The simple question from Andrew Denton that brought Magda Szubanski to tears.

Magda Szubanski says last year was the toughest of her life.

When the 57-year-old actress and comedian sat down with Andrew Denton for Tuesday night’s episode of Interview, his very first question brought her to tears.

“You have had an enormous 12 months, your mum passing away, the same-sex marriage campaign, how are you feeling?” Denton asked.

“It’s been… the toughest year of my life without question… Mostly because of mum. But the marriage equality stuff was something I was proud to do. I just felt so nervous the whole time because if I put a foot wrong, I could be blowing it for everyone. I haven’t had a proper break since that.”

In September, Szubanski’s 92-year-old mother died just two months before Australia voted to legalise same-sex marriage.

“I wish she had been here to see the vote,” Szubanski said.

“I don’t know what she would’ve said, but she didn’t understand it – she would often say to me, when families would turn on their gay kids, ‘I don’t understand how people turn on their own like that’. She had this real sense of injustice and that was beautiful. She was beautiful.

Watch Magda on Interview. Post continues after video…

Video by Channel 7

“The depth of her compassion was extraordinary… she had sort of an ocean of compassion in her, mum, and I think it would have made her really happy, not just for me, for all of my friends, as well, but also for what it meant for this country.”

She added watching her mother die was “brutal”.

“Seven days, mum took to die. It was brutal, and we don’t talk about that a lot and it’s f*cking traumatic watching someone die and I think we should reintroduce black armbands because you’re not normal after someone you love has died,” she says.


In the interview, Szubanski also touched on how lowly she felt in 2011 when prying paparazzi shot her on Bondi beach in her bathers.

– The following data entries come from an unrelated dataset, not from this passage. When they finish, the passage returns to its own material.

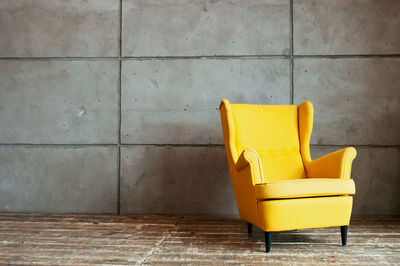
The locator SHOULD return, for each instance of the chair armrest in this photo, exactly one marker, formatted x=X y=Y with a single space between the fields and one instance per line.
x=333 y=165
x=250 y=158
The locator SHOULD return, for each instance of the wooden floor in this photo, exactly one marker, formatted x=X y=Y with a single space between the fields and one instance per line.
x=101 y=239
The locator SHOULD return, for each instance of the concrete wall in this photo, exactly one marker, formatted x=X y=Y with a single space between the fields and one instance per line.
x=111 y=106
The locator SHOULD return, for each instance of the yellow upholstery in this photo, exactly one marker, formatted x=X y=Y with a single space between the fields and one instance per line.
x=277 y=186
x=305 y=187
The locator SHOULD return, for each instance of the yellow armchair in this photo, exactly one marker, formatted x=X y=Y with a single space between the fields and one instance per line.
x=277 y=186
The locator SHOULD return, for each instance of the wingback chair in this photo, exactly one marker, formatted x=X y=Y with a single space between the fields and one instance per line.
x=277 y=186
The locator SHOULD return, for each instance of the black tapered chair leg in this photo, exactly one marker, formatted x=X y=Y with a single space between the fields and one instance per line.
x=268 y=241
x=249 y=228
x=343 y=231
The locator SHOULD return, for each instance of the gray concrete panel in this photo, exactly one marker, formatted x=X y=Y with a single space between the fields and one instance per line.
x=58 y=28
x=356 y=100
x=58 y=179
x=346 y=27
x=58 y=102
x=177 y=101
x=175 y=180
x=193 y=28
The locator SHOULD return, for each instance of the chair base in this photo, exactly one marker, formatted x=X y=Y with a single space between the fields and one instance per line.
x=268 y=236
x=303 y=213
x=343 y=232
x=249 y=228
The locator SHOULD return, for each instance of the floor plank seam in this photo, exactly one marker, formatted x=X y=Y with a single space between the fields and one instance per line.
x=160 y=243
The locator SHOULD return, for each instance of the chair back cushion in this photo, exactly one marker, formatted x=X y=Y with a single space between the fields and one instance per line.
x=272 y=131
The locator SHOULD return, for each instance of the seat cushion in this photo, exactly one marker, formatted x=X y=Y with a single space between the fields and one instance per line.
x=304 y=187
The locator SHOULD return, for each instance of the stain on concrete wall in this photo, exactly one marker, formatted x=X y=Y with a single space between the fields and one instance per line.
x=112 y=106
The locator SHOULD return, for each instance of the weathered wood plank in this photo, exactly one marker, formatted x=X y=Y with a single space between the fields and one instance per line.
x=81 y=239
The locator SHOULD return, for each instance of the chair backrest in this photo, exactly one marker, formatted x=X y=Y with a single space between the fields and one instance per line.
x=272 y=131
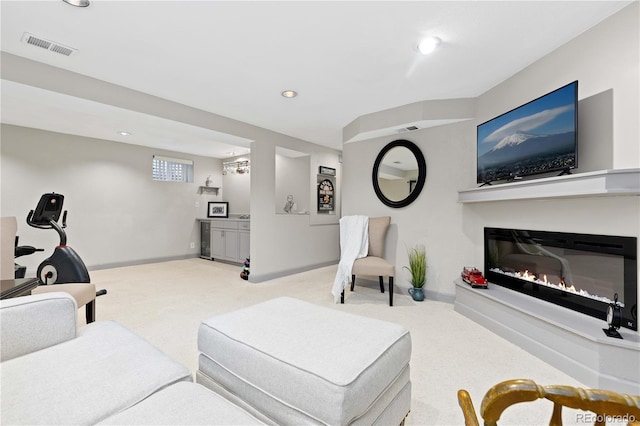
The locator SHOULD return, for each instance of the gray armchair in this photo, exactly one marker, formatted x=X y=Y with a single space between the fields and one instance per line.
x=374 y=263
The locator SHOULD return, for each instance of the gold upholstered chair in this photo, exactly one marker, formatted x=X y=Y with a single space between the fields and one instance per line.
x=374 y=263
x=604 y=404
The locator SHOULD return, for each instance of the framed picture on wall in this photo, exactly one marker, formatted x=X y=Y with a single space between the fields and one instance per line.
x=218 y=209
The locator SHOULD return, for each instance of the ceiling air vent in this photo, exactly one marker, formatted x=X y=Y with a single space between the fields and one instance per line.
x=48 y=44
x=408 y=129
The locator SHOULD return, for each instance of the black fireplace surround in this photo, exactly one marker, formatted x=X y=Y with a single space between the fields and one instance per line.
x=581 y=272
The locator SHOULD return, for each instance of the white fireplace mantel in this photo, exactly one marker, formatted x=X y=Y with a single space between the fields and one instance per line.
x=589 y=184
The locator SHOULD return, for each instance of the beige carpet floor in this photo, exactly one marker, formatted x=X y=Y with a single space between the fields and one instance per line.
x=165 y=302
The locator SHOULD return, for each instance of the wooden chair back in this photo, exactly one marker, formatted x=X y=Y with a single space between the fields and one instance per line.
x=604 y=404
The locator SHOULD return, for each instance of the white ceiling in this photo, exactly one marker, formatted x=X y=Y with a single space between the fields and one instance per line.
x=234 y=58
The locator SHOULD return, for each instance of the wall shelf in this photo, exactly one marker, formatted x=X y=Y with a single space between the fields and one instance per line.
x=209 y=190
x=590 y=184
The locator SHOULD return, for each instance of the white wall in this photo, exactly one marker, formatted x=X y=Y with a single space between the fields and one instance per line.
x=292 y=178
x=279 y=244
x=117 y=213
x=605 y=60
x=236 y=189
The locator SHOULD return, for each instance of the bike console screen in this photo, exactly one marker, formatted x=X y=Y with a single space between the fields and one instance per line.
x=49 y=208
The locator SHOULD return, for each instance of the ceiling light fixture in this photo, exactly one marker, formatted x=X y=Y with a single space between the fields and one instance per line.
x=428 y=45
x=78 y=3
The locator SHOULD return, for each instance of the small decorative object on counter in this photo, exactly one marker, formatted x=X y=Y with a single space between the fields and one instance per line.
x=472 y=276
x=245 y=270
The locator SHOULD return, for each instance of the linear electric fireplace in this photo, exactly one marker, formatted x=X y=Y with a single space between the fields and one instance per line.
x=581 y=272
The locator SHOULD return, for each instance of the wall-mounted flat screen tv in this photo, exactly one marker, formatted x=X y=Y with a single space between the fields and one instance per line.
x=540 y=136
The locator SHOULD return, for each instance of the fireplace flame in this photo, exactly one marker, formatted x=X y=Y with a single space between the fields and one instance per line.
x=526 y=275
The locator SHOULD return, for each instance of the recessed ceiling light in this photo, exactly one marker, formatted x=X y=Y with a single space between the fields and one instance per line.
x=78 y=3
x=428 y=45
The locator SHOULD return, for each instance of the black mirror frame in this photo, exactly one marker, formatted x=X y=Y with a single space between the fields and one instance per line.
x=422 y=173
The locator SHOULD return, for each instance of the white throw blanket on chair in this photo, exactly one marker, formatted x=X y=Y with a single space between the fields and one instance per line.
x=354 y=244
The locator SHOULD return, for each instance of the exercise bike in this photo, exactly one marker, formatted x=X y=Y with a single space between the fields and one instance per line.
x=64 y=265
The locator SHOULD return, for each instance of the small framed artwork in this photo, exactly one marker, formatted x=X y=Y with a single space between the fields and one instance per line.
x=218 y=209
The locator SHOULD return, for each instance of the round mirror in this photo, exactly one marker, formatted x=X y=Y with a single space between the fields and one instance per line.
x=399 y=173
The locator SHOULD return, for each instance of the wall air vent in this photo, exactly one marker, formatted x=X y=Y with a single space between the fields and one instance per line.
x=48 y=44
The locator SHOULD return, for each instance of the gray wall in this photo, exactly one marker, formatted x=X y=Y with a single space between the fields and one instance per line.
x=605 y=60
x=279 y=244
x=117 y=213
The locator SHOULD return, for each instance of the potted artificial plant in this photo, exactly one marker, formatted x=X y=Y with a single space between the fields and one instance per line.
x=418 y=269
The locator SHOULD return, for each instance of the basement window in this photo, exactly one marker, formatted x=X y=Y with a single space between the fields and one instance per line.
x=171 y=169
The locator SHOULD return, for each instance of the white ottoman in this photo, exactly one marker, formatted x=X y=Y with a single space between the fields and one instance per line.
x=183 y=404
x=292 y=362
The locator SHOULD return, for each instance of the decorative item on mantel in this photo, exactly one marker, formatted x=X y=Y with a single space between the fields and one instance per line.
x=472 y=276
x=418 y=269
x=613 y=318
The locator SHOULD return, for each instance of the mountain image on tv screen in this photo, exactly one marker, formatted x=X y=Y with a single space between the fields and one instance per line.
x=537 y=137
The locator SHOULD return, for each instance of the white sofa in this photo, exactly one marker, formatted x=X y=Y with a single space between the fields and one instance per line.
x=54 y=373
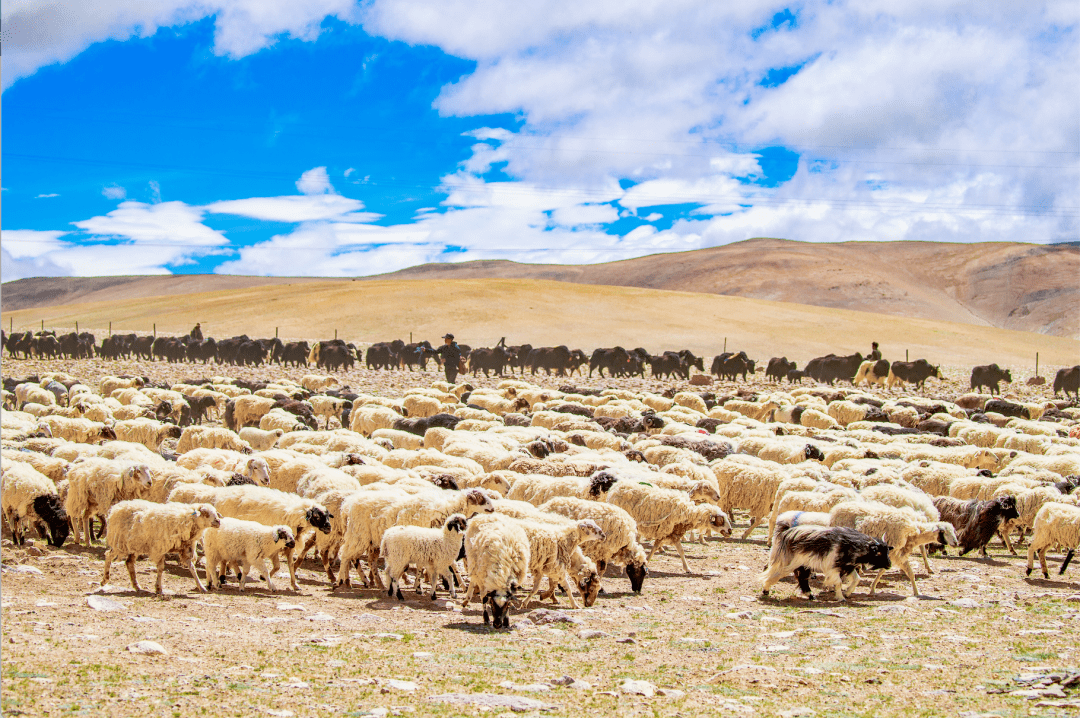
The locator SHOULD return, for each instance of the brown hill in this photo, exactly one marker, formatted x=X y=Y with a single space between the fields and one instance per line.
x=1020 y=286
x=544 y=312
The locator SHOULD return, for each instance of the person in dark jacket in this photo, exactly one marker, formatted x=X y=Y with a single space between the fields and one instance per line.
x=451 y=357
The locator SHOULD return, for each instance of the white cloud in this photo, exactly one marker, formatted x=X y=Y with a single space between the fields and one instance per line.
x=294 y=208
x=314 y=181
x=40 y=34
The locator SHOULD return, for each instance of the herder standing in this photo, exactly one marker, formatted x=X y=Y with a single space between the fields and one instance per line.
x=451 y=357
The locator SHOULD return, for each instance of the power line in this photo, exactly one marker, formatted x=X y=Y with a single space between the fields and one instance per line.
x=655 y=200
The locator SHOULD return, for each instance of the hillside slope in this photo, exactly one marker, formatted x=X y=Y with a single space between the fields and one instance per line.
x=542 y=312
x=1027 y=287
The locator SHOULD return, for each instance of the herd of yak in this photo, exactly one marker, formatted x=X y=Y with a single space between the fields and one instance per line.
x=337 y=354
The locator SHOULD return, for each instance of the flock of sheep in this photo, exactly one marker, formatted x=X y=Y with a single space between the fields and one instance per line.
x=523 y=483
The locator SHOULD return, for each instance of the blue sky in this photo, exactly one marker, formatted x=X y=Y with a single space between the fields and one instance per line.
x=333 y=138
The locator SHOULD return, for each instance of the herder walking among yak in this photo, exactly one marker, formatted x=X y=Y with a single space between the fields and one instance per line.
x=451 y=357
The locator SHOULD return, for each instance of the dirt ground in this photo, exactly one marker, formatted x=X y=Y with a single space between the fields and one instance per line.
x=706 y=644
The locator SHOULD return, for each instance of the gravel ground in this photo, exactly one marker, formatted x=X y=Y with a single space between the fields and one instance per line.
x=703 y=644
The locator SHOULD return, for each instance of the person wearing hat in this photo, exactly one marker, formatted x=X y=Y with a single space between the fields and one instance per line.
x=451 y=357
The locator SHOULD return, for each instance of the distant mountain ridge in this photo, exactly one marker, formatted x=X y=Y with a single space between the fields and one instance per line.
x=1029 y=287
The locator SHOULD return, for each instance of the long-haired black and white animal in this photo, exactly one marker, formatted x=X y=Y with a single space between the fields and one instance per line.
x=976 y=522
x=833 y=551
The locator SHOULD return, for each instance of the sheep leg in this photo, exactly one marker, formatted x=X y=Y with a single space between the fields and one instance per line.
x=190 y=560
x=269 y=581
x=131 y=572
x=304 y=552
x=536 y=587
x=292 y=569
x=161 y=571
x=686 y=567
x=569 y=588
x=108 y=564
x=1065 y=564
x=1004 y=539
x=753 y=525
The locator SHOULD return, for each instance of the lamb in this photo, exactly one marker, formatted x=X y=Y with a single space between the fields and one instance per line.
x=329 y=407
x=498 y=556
x=258 y=439
x=315 y=383
x=109 y=384
x=96 y=485
x=747 y=487
x=81 y=431
x=1055 y=525
x=246 y=411
x=255 y=468
x=791 y=452
x=244 y=545
x=417 y=405
x=32 y=394
x=431 y=549
x=426 y=510
x=837 y=552
x=540 y=489
x=901 y=528
x=551 y=547
x=401 y=439
x=54 y=468
x=1028 y=503
x=211 y=437
x=26 y=493
x=976 y=522
x=279 y=418
x=619 y=544
x=366 y=419
x=265 y=505
x=664 y=516
x=147 y=432
x=157 y=529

“Nobody gives you the protocol on how to deal with a bunch of paparazzi, who descend on you like flies on s**t, and they’re so well organised,” she told Denton.

“When those pictures were taken on the beach I wanted to cry.

“Even though I’m not an especially vain woman, I don’t think many women feel comfortable being photographed at the beach in clingy wet bathers.

“Then thought f**k them, I’m just going to go down there with all the models and just be fat on Bondi Beach and they can get f**ked.

“It actually became really liberating because when you do go out there and be fat on Bondi Beach nothing terrible happens … except you have a terrific swim with your friends.”